I can testify that Gray's insight about listening to women is straight out of the injunction in the Talmud that one should "lean down and listen to your wife." Carlson's suggestion that we "learn to find holiness in seemingly ugly circumstances" recapitulates the fundamental lesson of Deuteronomy 6:4, with its assertion of God's oneness and the unity of creation. Needless to say, Dr. Laura's endorsement of sexual self-control did not originate with herself.
Alone among the self-help stars, Thomas Moore understands what's going on here. He explains that "we have lost our wisdom about the soul" but "we can look to the past for guidance in restoring this wisdom." In the last couple of centuries, the transmission of wisdom from generation to generation broke down.
Religious faith was once universally understood to encompass and affect every single aspect of life, not just what you believed about abstruse theological questions. From parents and clergymen, you learned how to be a contented person. The modern conception of religion is much narrower, thus less relevant, and hence much more likely to be neglected in the teaching of the young. We keep religion in a little box, and such boxes are notorious for getting mislaid.
When the train of transmission through faith was interrupted, we modern people were thrown back on the resources of our own reason. Wisdom about how to live our lives could be recovered imperfectly by applying common sense to life's problems. When self-help teachers recently began arriving at conclusions their ancestors had known perfectly well, conclusions directly opposed to the bogusness of much previous self- help material, they taught the "new" information as if they were scientists who had identified properties of the physical world by investigation alone. Hence the scientific veneer of Daniel Goleman and the pseudo-mathematical one of Stephen Covey.
A verse in Genesis illuminates the two sources of wisdom, secular and sacred. Abraham, the octogenarian patriarch, has just had a prophetic vision: "And he believed in the Lord, and He reckoned it to him as righteousness." Though Abraham had believed in God since he was young man, he arrived at that belief through reasoning and common sense. Not until now did he know God through faith.

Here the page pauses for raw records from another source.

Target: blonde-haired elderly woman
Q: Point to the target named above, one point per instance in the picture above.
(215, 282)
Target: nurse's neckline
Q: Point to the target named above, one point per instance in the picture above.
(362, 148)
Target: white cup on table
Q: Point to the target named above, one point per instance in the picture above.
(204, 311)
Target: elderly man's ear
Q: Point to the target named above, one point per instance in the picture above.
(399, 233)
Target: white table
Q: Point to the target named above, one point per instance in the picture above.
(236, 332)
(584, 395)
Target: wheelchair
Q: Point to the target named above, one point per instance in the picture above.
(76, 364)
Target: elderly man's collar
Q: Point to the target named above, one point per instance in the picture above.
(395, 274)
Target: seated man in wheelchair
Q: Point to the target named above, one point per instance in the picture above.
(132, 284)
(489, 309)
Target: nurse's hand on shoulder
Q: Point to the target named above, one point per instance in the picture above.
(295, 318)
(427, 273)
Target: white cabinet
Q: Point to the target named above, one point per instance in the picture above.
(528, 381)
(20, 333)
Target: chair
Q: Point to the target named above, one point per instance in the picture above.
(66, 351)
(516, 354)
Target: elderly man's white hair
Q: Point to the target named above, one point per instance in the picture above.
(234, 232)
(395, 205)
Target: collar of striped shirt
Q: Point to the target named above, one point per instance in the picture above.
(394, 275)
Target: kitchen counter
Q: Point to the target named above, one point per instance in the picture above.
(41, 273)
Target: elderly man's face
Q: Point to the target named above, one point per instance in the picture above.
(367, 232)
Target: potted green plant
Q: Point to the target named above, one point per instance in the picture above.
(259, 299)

Already the religious underpinnings of the best self-help books are starting to be recognized-as Laura Schlessinger's Ten Commandments makes clear. Most likely, other books like hers are already in production or soon will be, probably by clergymen with a more direct link to the old traditions than Dr. Laura has. These as yet unknown authors will reconnect practical wisdom with its ancient roots. When they do, it will be accounted to them as righteousness, to us as good fortune, and to Barnes & Noble as a bonanza.